Federal Education Minister Dan Tehan

Cybersecurity minister Dan Tehan

When it comes to cybersecurity, it seems, Australians can engage in macho posturing with the best. As the most recent outbreak of ransomware, Petya, circulates around the globe, our government was assembling a new division of cyber warriors. “An unprecedented legal directive,” wrote The Australian’s ever-amusing Simon Benson, would allow the Australian Signals Directorate to “shut down and ­destroy foreign criminal networks, including those responsible for recent global ransomware attacks”. Those attacks, Benson noted, “shut down a Cadbury’s factory in Tasmania”.

Mess with our chocolates, at your peril, hackers!

In an “exclusive”, at the ABC, we had a similar story. “A new information warfare unit … will be tasked with defending Australian military targets from cyber attacks and preparing to launch its own assaults on foreign forces.”

Meantime, cybersecurity minister Dan Tehan was calling the ransomware attacks a “wake-up call”.

“We are in contact with our Five Eyes partners … It appears to be the same vulnerability as Wannacry,” Tehan said on Wednesday, referring to the previous major ransomware attack in May. Tehan called that attack a “wake-up call”, too. In fact, virtually every cyber attack is called a “wake-up call”, stretching back decades, as NPR noted in the US.
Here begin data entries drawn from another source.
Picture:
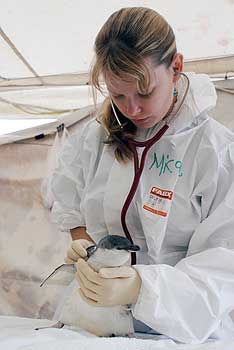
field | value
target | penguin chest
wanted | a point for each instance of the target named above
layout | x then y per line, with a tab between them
101	321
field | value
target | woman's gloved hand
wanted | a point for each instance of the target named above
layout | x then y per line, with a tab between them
111	286
77	250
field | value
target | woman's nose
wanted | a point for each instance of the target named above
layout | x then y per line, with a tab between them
132	108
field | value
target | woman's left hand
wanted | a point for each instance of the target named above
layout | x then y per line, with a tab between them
111	286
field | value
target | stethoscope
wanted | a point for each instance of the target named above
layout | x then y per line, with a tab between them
139	164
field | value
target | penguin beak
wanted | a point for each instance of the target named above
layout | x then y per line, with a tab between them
133	248
90	250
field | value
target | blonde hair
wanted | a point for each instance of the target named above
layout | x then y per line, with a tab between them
125	40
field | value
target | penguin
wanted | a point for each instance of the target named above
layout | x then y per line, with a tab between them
111	251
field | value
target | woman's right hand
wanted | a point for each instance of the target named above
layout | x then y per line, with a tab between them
77	250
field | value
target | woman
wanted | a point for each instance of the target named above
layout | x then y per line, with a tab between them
157	169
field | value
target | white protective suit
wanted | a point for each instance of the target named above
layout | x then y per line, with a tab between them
182	215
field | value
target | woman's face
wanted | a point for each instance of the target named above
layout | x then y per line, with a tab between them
144	111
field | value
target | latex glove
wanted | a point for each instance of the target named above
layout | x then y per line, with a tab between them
111	286
77	250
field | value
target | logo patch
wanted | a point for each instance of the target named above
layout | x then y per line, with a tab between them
158	202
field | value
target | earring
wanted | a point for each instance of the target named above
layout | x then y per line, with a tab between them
175	92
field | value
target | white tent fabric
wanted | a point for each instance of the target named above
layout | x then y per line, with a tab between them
56	37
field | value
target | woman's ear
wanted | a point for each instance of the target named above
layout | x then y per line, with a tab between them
177	66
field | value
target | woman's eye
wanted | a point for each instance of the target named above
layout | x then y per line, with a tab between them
118	97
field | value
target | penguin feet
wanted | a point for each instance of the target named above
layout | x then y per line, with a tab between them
56	325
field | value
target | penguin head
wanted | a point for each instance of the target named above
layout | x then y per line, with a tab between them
111	251
118	243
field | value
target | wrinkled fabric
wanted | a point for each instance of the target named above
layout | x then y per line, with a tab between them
182	214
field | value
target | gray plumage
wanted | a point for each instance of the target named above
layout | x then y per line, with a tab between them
111	251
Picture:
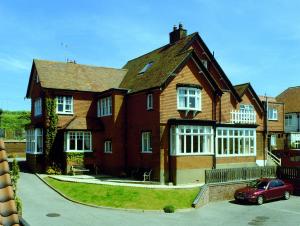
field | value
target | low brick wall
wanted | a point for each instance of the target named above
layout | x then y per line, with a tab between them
16	147
217	192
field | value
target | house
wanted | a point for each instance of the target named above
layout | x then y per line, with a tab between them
291	98
172	110
274	122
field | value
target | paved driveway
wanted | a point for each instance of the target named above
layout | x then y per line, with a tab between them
39	200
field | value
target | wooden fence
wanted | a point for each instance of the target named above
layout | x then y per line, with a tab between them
239	174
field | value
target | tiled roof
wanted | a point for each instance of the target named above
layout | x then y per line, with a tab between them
78	77
241	88
291	99
164	61
8	210
80	123
270	99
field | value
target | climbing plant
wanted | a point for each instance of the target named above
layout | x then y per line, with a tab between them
51	127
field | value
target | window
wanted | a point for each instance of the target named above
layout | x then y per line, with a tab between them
236	142
205	63
38	107
146	142
107	146
272	114
34	141
188	99
64	105
78	141
273	138
149	101
246	108
288	120
146	67
104	107
191	140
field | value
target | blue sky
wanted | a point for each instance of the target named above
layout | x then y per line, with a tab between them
256	41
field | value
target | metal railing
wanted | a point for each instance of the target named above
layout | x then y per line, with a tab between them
247	117
239	174
273	157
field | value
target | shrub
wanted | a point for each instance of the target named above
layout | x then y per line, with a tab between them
169	209
19	205
53	170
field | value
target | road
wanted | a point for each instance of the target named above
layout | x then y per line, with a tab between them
39	200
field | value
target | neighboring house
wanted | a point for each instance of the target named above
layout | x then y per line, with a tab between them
274	122
172	110
8	209
291	98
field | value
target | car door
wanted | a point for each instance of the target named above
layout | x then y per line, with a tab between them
274	190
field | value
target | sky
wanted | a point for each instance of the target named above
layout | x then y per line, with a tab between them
255	41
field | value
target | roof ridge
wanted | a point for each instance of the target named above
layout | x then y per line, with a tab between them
161	47
85	65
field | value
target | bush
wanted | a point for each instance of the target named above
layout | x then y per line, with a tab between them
169	209
19	205
53	170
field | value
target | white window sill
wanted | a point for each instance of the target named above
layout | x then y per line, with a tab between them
34	153
191	154
65	113
77	151
235	155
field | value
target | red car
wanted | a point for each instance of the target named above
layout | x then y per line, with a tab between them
263	190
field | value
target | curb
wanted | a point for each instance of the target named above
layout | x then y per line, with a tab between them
107	207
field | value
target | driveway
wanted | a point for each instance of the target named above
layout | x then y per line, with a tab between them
39	201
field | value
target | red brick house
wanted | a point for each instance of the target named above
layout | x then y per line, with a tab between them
172	110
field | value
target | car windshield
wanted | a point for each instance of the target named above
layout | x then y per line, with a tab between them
259	184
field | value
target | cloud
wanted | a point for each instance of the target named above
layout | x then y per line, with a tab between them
13	64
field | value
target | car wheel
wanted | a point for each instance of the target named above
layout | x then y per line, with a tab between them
260	200
286	195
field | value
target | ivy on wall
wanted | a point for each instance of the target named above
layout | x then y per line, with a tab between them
51	127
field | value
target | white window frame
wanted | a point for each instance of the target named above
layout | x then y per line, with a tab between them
149	101
64	101
108	146
244	138
38	107
184	93
272	113
104	106
273	140
34	141
146	142
180	135
77	135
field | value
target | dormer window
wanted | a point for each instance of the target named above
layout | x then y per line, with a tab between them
189	99
64	105
146	67
205	63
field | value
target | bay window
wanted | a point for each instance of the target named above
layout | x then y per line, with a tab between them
188	98
191	140
34	141
104	106
78	141
236	142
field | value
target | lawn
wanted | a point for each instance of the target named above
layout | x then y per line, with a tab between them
125	197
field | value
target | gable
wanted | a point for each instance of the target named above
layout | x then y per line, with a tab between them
76	77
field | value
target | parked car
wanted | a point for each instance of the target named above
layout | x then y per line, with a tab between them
263	190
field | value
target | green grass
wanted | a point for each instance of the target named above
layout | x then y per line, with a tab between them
125	197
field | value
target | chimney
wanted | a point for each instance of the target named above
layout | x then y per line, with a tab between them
177	33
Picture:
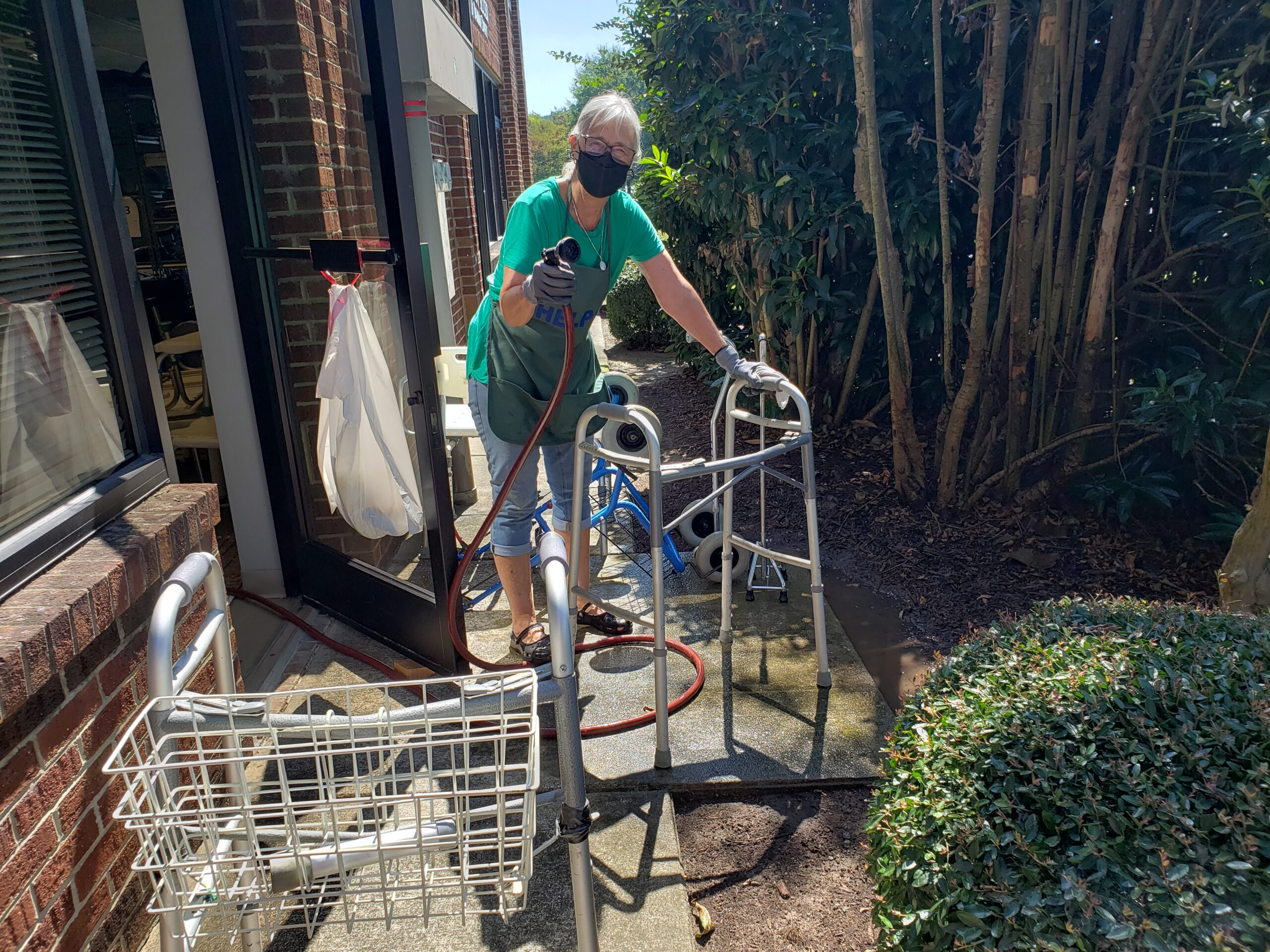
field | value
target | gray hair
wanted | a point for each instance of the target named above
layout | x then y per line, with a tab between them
607	108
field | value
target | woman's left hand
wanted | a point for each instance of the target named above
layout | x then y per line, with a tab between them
755	373
550	285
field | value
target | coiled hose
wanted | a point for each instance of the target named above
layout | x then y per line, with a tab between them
454	602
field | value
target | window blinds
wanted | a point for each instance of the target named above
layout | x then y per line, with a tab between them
59	428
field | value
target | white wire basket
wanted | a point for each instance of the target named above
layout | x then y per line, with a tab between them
333	806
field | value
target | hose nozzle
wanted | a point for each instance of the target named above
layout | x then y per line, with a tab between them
567	252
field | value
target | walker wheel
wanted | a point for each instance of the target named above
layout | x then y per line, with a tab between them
701	525
708	559
622	389
628	437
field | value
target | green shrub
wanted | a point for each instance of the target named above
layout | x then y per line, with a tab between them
634	315
1092	776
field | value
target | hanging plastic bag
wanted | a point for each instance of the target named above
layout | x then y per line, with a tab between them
58	428
362	448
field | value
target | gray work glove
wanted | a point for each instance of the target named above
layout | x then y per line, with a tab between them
756	373
550	285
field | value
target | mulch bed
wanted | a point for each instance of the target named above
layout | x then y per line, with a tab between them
786	871
779	873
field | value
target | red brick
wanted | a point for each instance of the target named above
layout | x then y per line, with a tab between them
83	665
87	919
18	923
16	774
17	873
79	799
131	560
75	601
134	546
66	722
36	659
112	797
75	584
102	728
123	867
189	626
44	795
75	846
13	679
98	860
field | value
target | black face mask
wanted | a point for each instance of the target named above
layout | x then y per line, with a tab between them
601	175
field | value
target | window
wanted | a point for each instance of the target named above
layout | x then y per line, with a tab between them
65	419
491	176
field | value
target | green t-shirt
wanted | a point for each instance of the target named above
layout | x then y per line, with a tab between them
535	223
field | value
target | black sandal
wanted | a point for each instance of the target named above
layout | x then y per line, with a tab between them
536	653
606	624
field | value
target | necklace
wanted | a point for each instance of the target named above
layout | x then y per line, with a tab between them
600	224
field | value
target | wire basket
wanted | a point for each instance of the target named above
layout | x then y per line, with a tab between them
333	805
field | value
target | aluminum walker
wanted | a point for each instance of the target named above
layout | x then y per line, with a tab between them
339	806
797	436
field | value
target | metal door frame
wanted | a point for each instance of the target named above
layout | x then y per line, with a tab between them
408	619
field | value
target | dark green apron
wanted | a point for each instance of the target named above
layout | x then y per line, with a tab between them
525	365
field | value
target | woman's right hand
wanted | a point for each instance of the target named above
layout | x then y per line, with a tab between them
550	285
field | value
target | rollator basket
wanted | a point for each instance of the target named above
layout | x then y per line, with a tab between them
334	805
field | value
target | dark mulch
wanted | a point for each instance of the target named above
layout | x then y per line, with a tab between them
779	873
951	573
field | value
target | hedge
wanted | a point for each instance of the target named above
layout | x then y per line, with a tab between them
1092	776
634	315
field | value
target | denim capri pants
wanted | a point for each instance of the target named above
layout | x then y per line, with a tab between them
513	525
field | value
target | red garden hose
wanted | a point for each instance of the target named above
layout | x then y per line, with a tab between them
454	599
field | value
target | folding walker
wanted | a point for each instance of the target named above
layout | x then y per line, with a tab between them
797	436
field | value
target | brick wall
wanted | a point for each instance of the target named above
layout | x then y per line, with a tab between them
512	103
305	88
73	673
463	224
487	33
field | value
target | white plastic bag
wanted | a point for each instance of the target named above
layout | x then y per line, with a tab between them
362	448
58	428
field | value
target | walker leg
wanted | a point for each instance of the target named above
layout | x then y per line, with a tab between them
662	695
726	555
252	933
575	817
171	927
824	677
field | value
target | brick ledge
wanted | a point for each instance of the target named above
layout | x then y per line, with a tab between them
56	630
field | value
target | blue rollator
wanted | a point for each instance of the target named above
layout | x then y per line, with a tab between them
623	497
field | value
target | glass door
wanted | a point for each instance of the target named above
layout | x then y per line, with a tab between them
313	168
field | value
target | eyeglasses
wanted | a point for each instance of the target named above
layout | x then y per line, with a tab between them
595	145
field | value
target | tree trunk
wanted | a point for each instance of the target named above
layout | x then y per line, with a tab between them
1244	581
994	106
1096	134
908	463
1151	45
1032	144
945	218
858	350
1072	91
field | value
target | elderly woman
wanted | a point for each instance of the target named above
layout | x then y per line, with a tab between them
516	341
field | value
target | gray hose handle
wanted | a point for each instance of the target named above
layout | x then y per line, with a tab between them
191	573
553	547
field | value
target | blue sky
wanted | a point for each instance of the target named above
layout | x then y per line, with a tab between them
559	26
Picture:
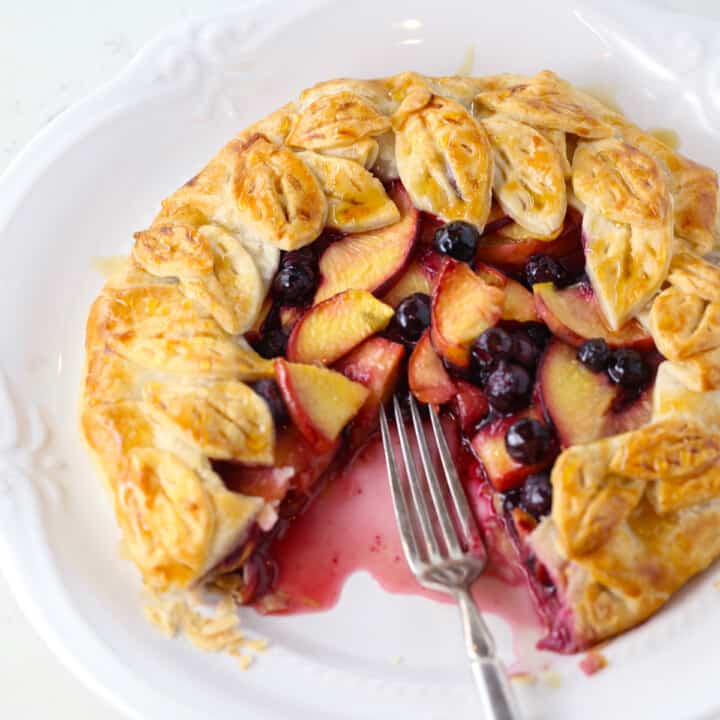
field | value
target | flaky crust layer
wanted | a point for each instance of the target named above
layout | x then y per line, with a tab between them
167	372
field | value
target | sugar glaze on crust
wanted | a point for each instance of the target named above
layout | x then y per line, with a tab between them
166	386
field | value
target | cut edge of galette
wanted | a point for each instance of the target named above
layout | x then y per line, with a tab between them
507	249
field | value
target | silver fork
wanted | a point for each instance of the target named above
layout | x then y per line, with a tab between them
438	552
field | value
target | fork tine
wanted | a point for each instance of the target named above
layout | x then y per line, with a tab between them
426	529
447	529
402	514
457	492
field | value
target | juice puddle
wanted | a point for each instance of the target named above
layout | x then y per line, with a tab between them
351	527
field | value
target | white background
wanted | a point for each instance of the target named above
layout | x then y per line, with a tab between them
52	54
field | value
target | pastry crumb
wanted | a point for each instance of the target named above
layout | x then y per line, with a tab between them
551	678
523	678
244	661
593	662
213	629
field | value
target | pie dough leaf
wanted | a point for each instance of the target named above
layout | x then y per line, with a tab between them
356	200
669	496
529	182
445	161
276	194
168	250
233	293
214	269
545	101
223	420
363	151
620	182
167	517
626	264
695	276
671	450
211	357
589	501
683	325
334	120
694	189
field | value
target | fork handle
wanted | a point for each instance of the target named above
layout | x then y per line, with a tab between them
497	699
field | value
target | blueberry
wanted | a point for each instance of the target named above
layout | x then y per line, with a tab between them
524	351
495	343
536	496
627	368
269	391
295	281
543	268
594	354
508	387
272	344
538	333
512	498
481	366
527	441
457	239
412	316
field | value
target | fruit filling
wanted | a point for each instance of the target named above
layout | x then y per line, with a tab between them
504	335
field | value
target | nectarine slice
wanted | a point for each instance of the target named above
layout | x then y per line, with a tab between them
501	470
577	400
331	329
519	304
369	260
321	402
427	377
376	364
463	305
469	405
574	316
414	279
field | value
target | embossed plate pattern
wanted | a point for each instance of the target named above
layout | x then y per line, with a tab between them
97	173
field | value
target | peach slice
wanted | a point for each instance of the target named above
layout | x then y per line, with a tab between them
253	333
577	400
297	466
331	329
511	255
585	406
574	315
376	364
469	405
489	447
321	402
289	315
518	304
414	279
427	377
369	260
463	305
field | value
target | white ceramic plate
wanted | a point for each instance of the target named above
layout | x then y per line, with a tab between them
98	172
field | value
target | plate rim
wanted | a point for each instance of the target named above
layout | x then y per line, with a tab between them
112	97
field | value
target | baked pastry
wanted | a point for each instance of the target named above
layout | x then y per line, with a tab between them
520	254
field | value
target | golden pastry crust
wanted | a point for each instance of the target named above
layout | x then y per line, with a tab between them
334	120
545	101
166	386
444	159
357	200
616	557
626	264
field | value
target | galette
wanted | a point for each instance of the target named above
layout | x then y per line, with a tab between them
506	248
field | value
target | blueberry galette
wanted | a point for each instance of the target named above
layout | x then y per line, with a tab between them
507	248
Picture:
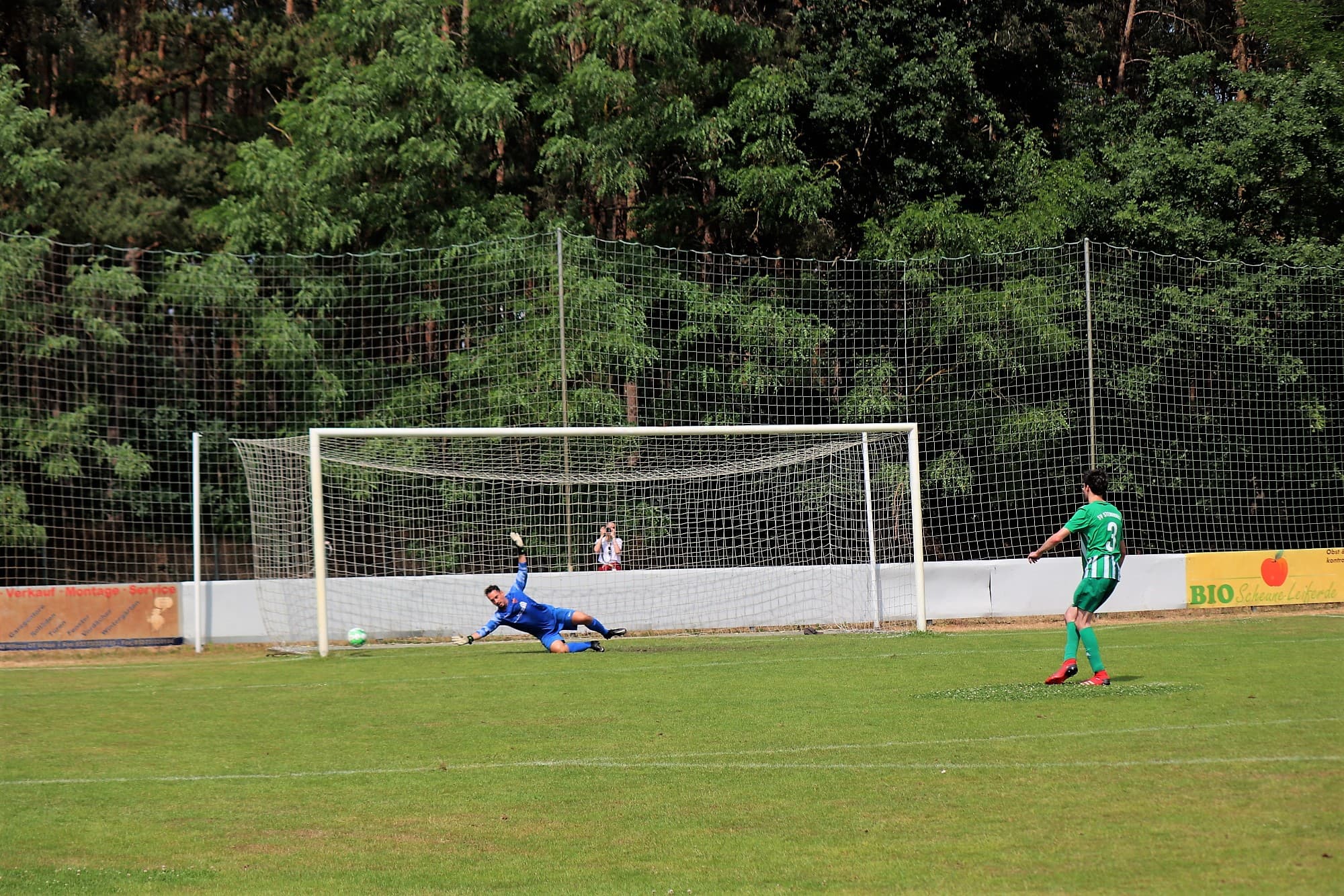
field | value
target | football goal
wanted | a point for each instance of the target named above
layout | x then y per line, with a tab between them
398	531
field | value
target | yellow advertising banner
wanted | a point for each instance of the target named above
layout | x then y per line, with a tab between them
1264	578
89	616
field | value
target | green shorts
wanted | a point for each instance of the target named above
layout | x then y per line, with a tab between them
1093	593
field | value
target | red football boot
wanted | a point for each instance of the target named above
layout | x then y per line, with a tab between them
1066	671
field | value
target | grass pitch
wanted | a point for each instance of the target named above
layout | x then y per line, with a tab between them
855	762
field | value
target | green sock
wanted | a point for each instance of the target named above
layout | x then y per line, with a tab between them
1091	647
1072	644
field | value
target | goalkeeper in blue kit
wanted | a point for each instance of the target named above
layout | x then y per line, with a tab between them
1101	529
538	620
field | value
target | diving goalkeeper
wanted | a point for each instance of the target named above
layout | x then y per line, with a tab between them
545	624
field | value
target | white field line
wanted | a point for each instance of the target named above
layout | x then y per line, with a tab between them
584	667
705	760
1118	627
869	636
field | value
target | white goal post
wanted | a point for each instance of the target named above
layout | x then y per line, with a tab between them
724	527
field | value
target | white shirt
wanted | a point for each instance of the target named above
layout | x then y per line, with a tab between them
610	551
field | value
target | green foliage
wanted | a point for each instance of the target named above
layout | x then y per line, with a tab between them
29	173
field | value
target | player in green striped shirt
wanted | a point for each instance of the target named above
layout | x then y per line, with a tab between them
1101	529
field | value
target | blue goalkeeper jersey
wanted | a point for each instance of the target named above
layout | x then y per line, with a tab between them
522	613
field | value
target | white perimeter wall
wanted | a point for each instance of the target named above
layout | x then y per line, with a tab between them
232	612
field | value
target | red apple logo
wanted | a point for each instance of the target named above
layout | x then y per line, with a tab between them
1275	570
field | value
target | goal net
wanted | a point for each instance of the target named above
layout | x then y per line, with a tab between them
726	529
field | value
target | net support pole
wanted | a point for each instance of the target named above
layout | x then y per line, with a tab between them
315	472
917	530
874	581
197	539
565	401
1092	375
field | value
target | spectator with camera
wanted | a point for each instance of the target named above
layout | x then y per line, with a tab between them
608	549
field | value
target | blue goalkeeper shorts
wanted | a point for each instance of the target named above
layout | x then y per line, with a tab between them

If it was a genuine wake-up call, Tehan would acknowledge that it is our “Five Eyes partners” who are to blame for both Wannacry and Petya, because both use a vulnerability in a Microsoft operating system that the NSA either discovered for itself or purchased, and then kept quiet about, rather than alerting Microsoft about the flaw. The NSA, presumably, thought it too useful for its commercial espionage to bother alerting Redmond that there was a serious problem in its software. Until, that is, someone stole it from the NSA, and the NSA belatedly decided to might be a good idea to contact Microsoft and tell them to patch it.

The problem with this macho posturing stuff on cybersecurity is that it simply repeats exactly that cycle. How will the ASD “destroy foreign criminal networks”, especially those with the gall to go after our lollies? Why, using vulnerabilities discovered by the Five Eyes network or purchased by them, and then hoarded, rather than fixed. Inevitably, those vulnerabilities will be stolen from agencies, just like the NSA’s and CIA’s troves of vulnerabilities have been stolen, or they’ll be discovered by foreign agencies or criminals, and because they haven’t been fixed, exploited by them as well.

The ASD, along with its counterparts at the NSA, and at GCHQ, and in Canada and New Zealand, makes us all less safe with their approach to cybersecurity. That is the wake up call. But we’re too busy talking rubbish about cyber wars to hear it.